The public sector could be better at managing knowledge ‘data’: what can we do?

Who thinks the public sector is good enough at managing its stock of knowledge; the ideas, strategies, processes, and decisions that go into the efficient provision of public goods and services? Not many, I’d wager. Which is odd, given the reputation for bureaucracy! In this post, I look at how good knowledge management could make public sector organisations more efficient and how that change might be effected–at least in the case of knowledge that is digitally recorded (aka knowledge data).

There are lots of reasons for poor knowledge management. The churn rate of staff in the public sector is high. This is anecdotal but it seems like the holder of most public sector jobs in the UK turns over every 18–24 months or so (tenures may be longer outside central government), taking with them a huge amount of knowledge about how to do the job. And what knowledge has been built-up in that time is very rarely transmitted by a handover note. There are also frequent enough re-organisations that the role may change, meaning a new role is a combination of several previous ones that, ideally, a newly hired member of staff would learn about by drawing on the experiences of multiple former staff.

Even if everyone writes down every little piece of information about their role, it can be hard for subsequent staff doing similar jobs to actually find that information. Some public sector organisations have no way of storing the stock of knowledge as data–they work entirely on flow, with emails carrying files. Others use a shared file system (aka a network drive) to store documents and, usually, it’s hard to properly search these for relevant documents–anyone who has used Window’s file search function over a network will know exactly what I mean. If you’re lucky enough to have a solution in place, that solution may be very limited too: a few organisations use Microsoft’s Sharepoint, but the filtering and search options are byzantine.

Perhaps most worryingly of all, there just isn’t always the bandwidth or culture behind good record managment.
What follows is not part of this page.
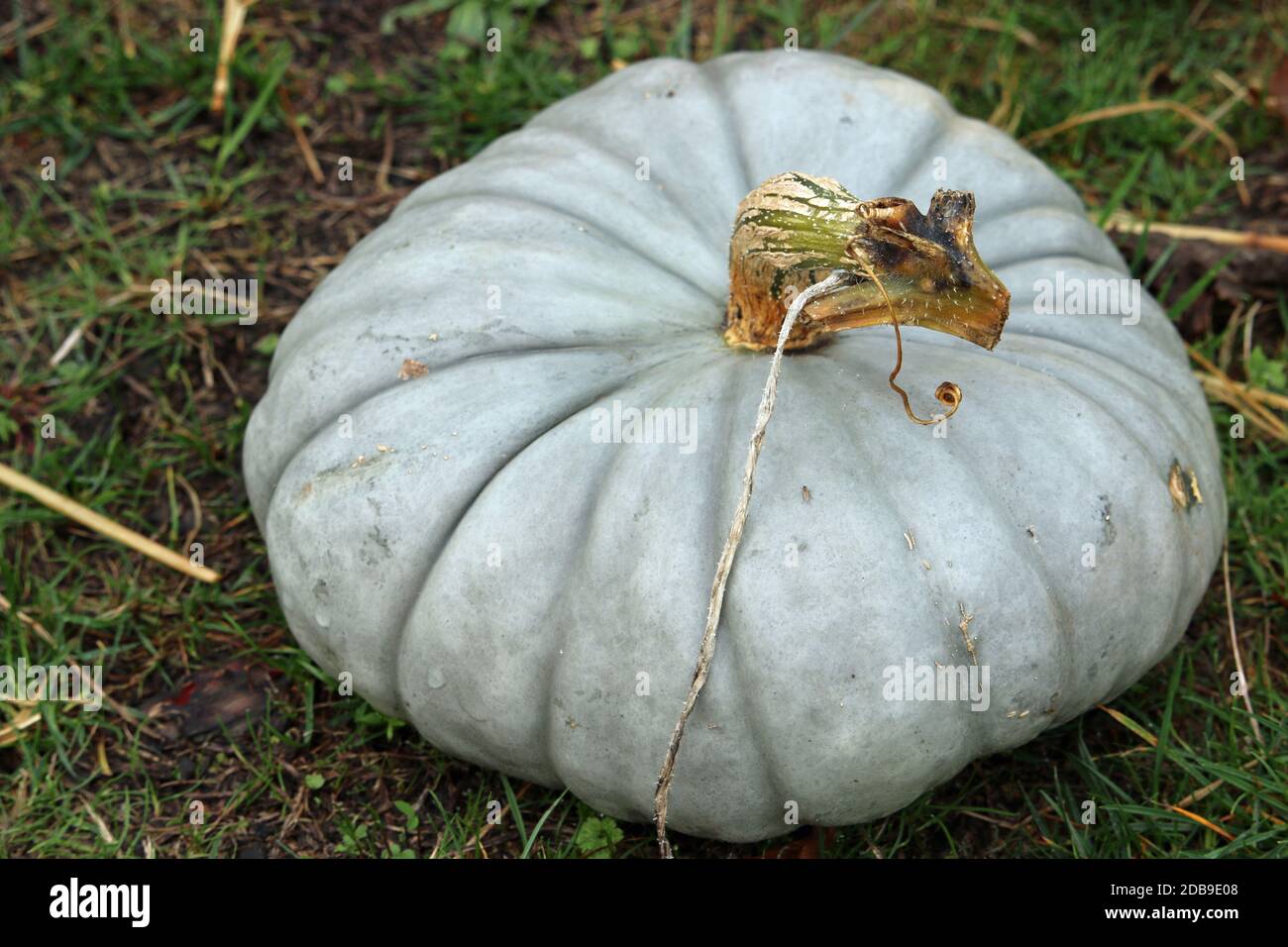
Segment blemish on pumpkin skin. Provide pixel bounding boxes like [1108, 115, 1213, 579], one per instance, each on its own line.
[1100, 493, 1118, 548]
[1167, 460, 1203, 511]
[957, 601, 978, 670]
The public sector organisations of many countries have been under pressure to do more with less for a long time, and it’s very easy for “flow” to crowd out “stock”: that is, keeping good records and managing the stock of knowledge suffers because everyone is fighting the latest crisis or otherwise putting out 1001 small fires. Culturally, meetings, which are by their very nature ephemeral, are the primary unit of decision-making, idea discussion, and strategy making.

This is not to say that public sector organisations do not come up with lengthy strategies–there are numerous examples of those. But they tend to be outward looking and paint on a wide canvas. It’s the smaller, internal workings and ideas that don’t get recorded sufficiently to be later searchable and indeed (re-)usable.
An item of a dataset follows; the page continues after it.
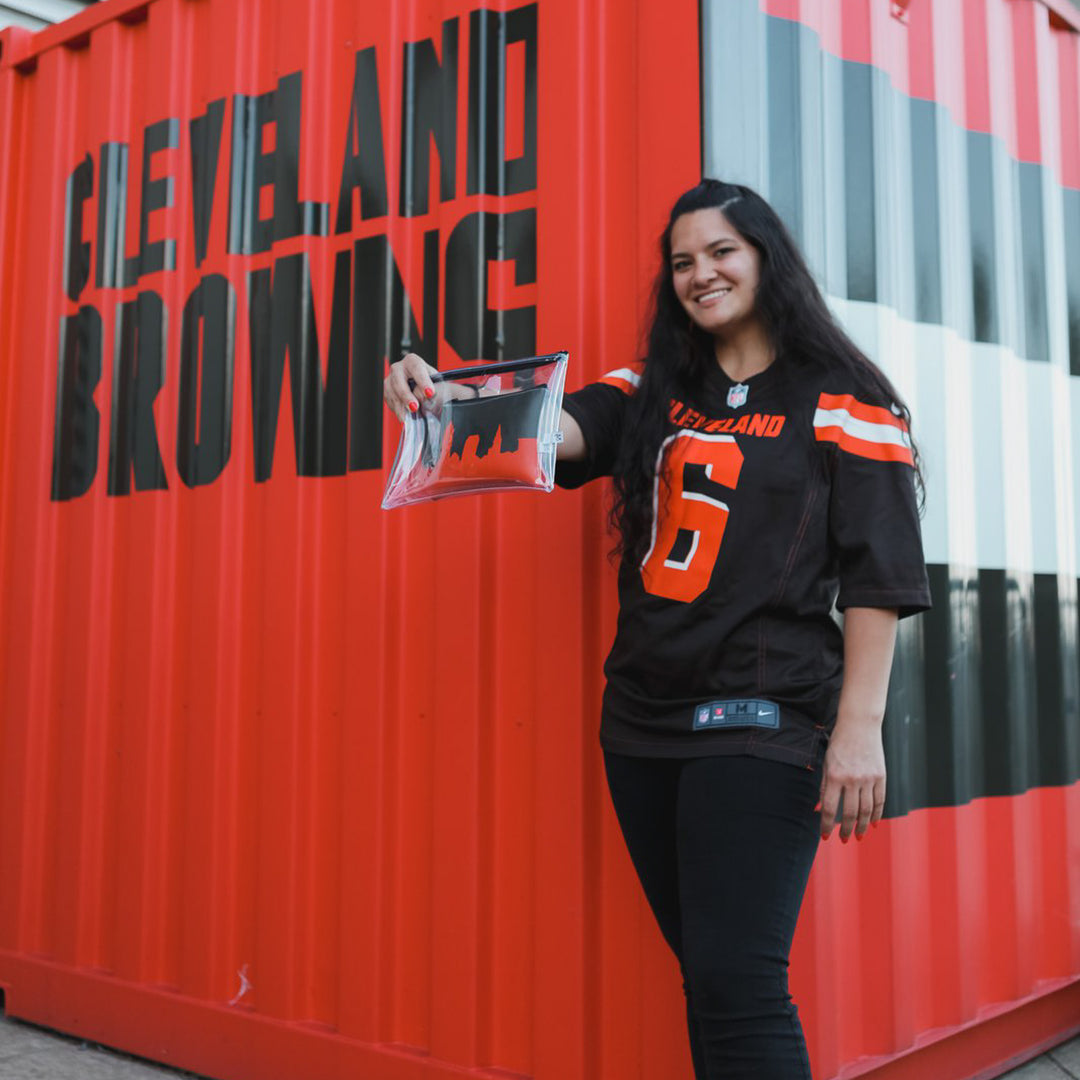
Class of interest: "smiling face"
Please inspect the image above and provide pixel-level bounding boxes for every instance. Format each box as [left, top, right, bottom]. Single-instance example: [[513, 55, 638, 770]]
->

Why not managing the stock of knowledge data makes the public sector less effective

There’s always a balance, but failing to manage the stock of knowledge data well is likely to lead to organisations being far less effective. To steal a phrase from history, those who fail to learn from the past are doomed to repeat its mistakes.

The problems facing public sector organisations that are structural are not easily remedied. Someone arriving in a new role might wonder why such and such a thing has not been tried, and plunge into trying out solutions. But, because of the stubbornness of the problem and the lack of record-keeping, it’s extremely likely that similar solutions have been tried before–so, at best, the new person isn’t able to build on where their predeccesors got to and, at worst, what they are pursuing is a complete waste of time.

It’s not just about steering away from what’s been tried (and has failed) before though; by having an easily searchable record of what was thought, reasoned, and decided, the possibility that someone can come along and synthesise a better solution is greatly raised. And even for the times when everyone has agreed a way forward, a new hire who can easily see what has gone before is going to be more effective more quickly. No-one should be having to start from scratch.

You might think that it would be unusual for someone to start from scratch. It isn’t. There’s a great story I’ve heard about a Civil Servant who had spent many years in a single large and important department. Every time there was a sudden desire for a policy that did this or that, instead of working up something new, he would simply walk over to his filing cabinet, flick through to the right section, and pull out all of the documents detailing the last time the policy had been discussed or even tried. We don’t use filing cabinets anymore, but we do still benefit when we can avoid repeating effort, so we must create digital filing cabinets from which we can pull out ideas whose time is right.

I also believe that simply knowing that every word you put down in a note is going to be searchable and available for posterity will encourage clarity of thought too. Any writing that’s going to a wider audience forces you to think more about how it will be read, and what to make clear. It may make you question whether what you’re doing is even the right priority.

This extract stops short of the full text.